Natürlich will SkyUp so schnell wie möglich wieder fliegen, aber es ist absolut nicht vorhersehbar wann das wieder möglich sein wird. Priorität habe momentan das nackte Überleben der Menschen und erst wenn der Krieg vorbei ist könne man ernsthaft das fliegerische Comeback planen. Auf ein Flugzeug will man symbolisch “Stop the war” pinseln und hofft darauf, dass andere Airlines dies nachmachen werden, um ein klares und unmissverständliches Zeichen in die Welt senden können.

Auch will man sich darum bemühen, dass man ACMI-Aufträge für die Flotte an Land ziehen kann, um den Mitarbeitern Arbeit im Ausland geben zu können und natürlich um Geld für die Löhne verdienen zu können. Da man als so genannter Drittstaatencarrier nicht innerhalb der Europäischen Union fliegen darf, hofft SkyUp stark darauf, dass die EU-Kommission den Fluggesellschaften der Ukraine entgegenkommt und diesen zumindest die Durchführung von Wetlease-Aufträgen gestattet. Noch hat man aber kein Signal aus Brüssel bekommen. Somit ist völlig ungewiss wann die Flugzeuge dieses Carriers wieder abheben werden. Über den Zustand der einzigen Maschine, die sich in der Ukraine befindet, weiß man auch nichts. Auch Slobodyanyuk bat ihm Namen ihrer Landsleute um Spenden von Hilfsgütern aller Art. “Egal was, egal wie viel, alles hilft den Menschen”, so die Managerin.

Kherson-Flughafenchef: “Mein Herz blutet”

Vitaliy Kucheruk, Geschäftsführer des Flughafens Kherson, der von der Armee der Russischen Föderation okkupiert wurde, berichtete über den aktuellen Stand der Dinge am eigentlich von ihm gelandeten Airport. Zutritt zu diesem habe er er nicht mehr und auch die Beschäftigten stehen seither komplett ohne Lohn da. Ihre Häuser wären großteils zerstört und die Zustände wären generell untragbar. Dazu komme das unrühmliche Verhalten der Russen, die nun eine Art “Volksrepublik”, die das Volk gar nicht will, durchsetzen will.

Es blute ihm das Herz, wenn er sieht, dass der Airport, der nach umfassender Sanierung am 27. März 2022 hätte wiedereröffnet werden sollen, schwerst beschädigt bzw. weitgehend zerstört ist und obendrein von den Russen für Angriffe gegen die Ukraine genutzt wird. Vor Ort würden die Russen laut Satellitenbildern Kampfhubschrauber und Panzer vorhalten. Die ukraine Armee versucht den Airport zurückzuerobern, so dass mit der kompletten Zerstörung zu rechnen ist. Dieses Schicksal drohe auch anderen Airports der Ukraine.

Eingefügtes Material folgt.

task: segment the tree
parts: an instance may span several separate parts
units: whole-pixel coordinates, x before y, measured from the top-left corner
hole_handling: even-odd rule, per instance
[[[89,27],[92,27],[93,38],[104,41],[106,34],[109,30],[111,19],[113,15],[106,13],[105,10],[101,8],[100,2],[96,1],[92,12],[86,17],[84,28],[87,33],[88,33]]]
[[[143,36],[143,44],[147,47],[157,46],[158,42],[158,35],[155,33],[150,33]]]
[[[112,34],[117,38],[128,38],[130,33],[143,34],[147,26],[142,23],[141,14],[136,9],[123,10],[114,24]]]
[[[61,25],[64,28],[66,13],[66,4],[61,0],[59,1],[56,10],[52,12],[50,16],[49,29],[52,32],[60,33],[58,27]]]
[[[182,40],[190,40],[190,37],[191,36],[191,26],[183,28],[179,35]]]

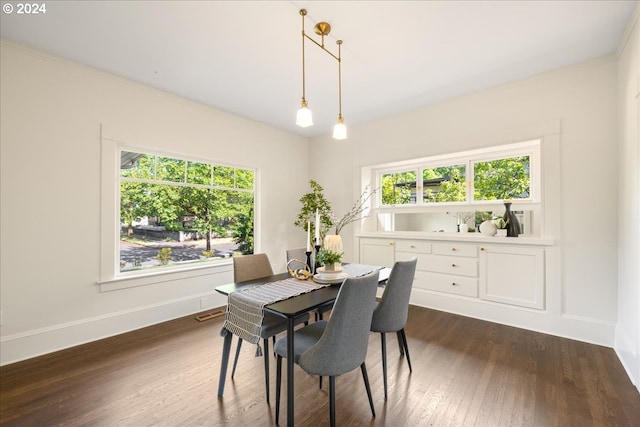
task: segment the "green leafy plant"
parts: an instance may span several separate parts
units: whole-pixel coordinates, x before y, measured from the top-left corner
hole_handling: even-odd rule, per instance
[[[504,218],[498,218],[495,219],[493,221],[493,223],[496,225],[496,227],[498,227],[500,230],[503,230],[505,228],[507,228],[507,224],[509,224],[509,221],[505,221]]]
[[[322,248],[318,251],[316,260],[322,265],[338,264],[342,262],[343,255],[343,253],[328,251]]]
[[[202,251],[202,256],[205,258],[211,258],[213,256],[213,250],[210,251]]]
[[[320,239],[324,238],[326,230],[329,230],[333,225],[331,203],[324,197],[324,188],[316,181],[309,181],[311,192],[300,197],[300,213],[298,218],[293,223],[295,226],[307,231],[307,224],[310,225],[311,230],[309,233],[311,237],[315,235],[315,217],[316,209],[320,214]]]
[[[158,261],[160,261],[160,265],[167,265],[169,261],[171,261],[171,248],[162,248],[158,255],[156,256]]]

Die Zivilbevölkerung brauche nun Hilfsgüter aller Art und wäre dankbar für alles, das von der freien Welt gestiftet wurde. Das Militär benötige insbesondere Raketenabwehr und militärisches Fluggerät aus sowjetischer Produktion. Es fehle schlichtweg die Zeit, um die Piloten auf moderne Maschinen wie Eurofighter zu schulen. “Der Krieg ist hier, er ist grausam, unmenschlich und die Ukraine wollte ihn nicht. Leider hat die Diplomatie keine Lösung gefunden und jetzt ist der Krieg da, weil Putin glaubt die Ukrainer würden seine Truppen freudig empfangen. Ein schwerer Irrtum des Herrn Putin”, so Kucheruk.

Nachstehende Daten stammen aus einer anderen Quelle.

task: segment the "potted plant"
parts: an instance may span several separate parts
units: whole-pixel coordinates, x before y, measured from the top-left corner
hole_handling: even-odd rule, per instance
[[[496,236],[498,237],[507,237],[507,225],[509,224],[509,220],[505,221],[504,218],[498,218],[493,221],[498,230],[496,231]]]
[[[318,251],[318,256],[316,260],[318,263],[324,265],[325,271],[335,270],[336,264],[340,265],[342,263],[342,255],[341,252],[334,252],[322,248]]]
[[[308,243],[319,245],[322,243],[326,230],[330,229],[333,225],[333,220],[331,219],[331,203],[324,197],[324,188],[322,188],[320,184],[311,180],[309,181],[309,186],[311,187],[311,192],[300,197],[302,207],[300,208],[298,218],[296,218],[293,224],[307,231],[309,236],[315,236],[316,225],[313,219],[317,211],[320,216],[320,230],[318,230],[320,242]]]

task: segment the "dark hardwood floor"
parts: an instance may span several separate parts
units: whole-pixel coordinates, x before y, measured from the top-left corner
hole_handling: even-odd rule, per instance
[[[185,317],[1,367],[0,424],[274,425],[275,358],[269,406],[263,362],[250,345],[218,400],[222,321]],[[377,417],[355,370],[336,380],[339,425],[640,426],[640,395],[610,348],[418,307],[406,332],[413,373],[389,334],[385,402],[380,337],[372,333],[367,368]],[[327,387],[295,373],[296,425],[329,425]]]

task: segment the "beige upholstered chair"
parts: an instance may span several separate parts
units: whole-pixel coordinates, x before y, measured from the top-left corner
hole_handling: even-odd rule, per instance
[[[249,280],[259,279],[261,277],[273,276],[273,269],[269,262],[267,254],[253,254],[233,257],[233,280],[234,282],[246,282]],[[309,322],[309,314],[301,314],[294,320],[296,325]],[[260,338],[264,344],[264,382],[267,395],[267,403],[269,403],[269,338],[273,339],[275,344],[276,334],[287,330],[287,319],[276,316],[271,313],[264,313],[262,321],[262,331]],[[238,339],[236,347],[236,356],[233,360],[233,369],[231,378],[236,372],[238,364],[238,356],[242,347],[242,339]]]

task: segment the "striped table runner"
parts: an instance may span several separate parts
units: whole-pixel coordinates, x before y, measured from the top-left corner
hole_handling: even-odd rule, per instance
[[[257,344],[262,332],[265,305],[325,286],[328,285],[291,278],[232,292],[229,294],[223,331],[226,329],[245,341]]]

Düsseldorf-Chef: “Krieg hat weltweite Auswirkungen”

Auch außerhalb der Ukraine bekommt die Luftfahrtbranche die Auswirkungen des Kriegs zu spüren, stellte Düsseldorf-Geschäftsführer Lars Mosdorf fest. “Die Dimension des Krieges ist unvorstellbar groß und hat weltweite Auswirkungen”, so der Manager während der Luftfahrtkonferenz in Cluj. Die Branche habe sich von den Auswirkungen der Corona-Pandemie so ganz und gar nicht erholt, denn Kredite müssen zurückbezahlt werden. Diese werden über mehrere Jahre hinweg die Ergebnisse belasten.

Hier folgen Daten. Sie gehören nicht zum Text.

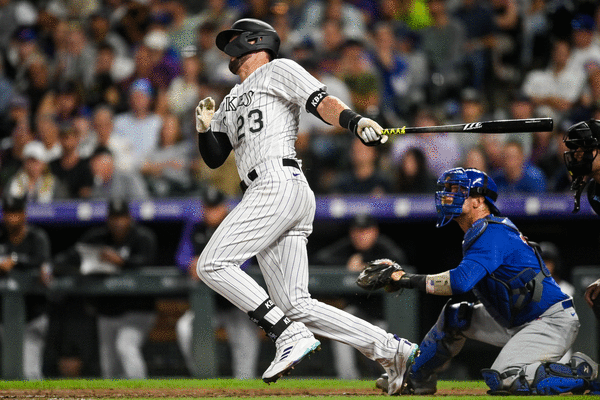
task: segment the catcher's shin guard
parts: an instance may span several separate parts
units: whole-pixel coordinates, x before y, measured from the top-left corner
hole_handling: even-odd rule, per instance
[[[573,369],[564,364],[544,363],[535,371],[531,384],[532,391],[538,395],[555,395],[567,392],[582,394],[589,381],[578,376]]]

Airlines und Flughäfen sind mit stark gestiegenen Kosten in fast allen Bereichen konfrontiert. Der Treibstoff ist der offensichtlichste Faktor, jedoch haben die Luftraumsperren und die damit verbunden Umwege auch ungeahnte andere Auswirkungen. Da länger geflogen wird benötigen die Maschinen mehr Treibstoff und können weniger Fracht mitnehmen. Diese Auswirkungen würden sich nach und nach zeigen. Auch steht Spezialfluggerät russischer und ukrainischer Frachtairlines nicht mehr zur Verfügung, was für gewisse Cargo-Güter ebenfalls kompliziert wird.

Düsseldorf habe pro Jahr rund eine halbe Million Ukraine-Passagiere gehabt. Diese würden aufgrund des Krieges wegfallen. Dazu komme aber, dass Destinationen in Richtung Osteuropa momentan laut Fluggesellschaften schwach gebucht wären, während in Richtung Westen die Nachfrage hoch sein soll.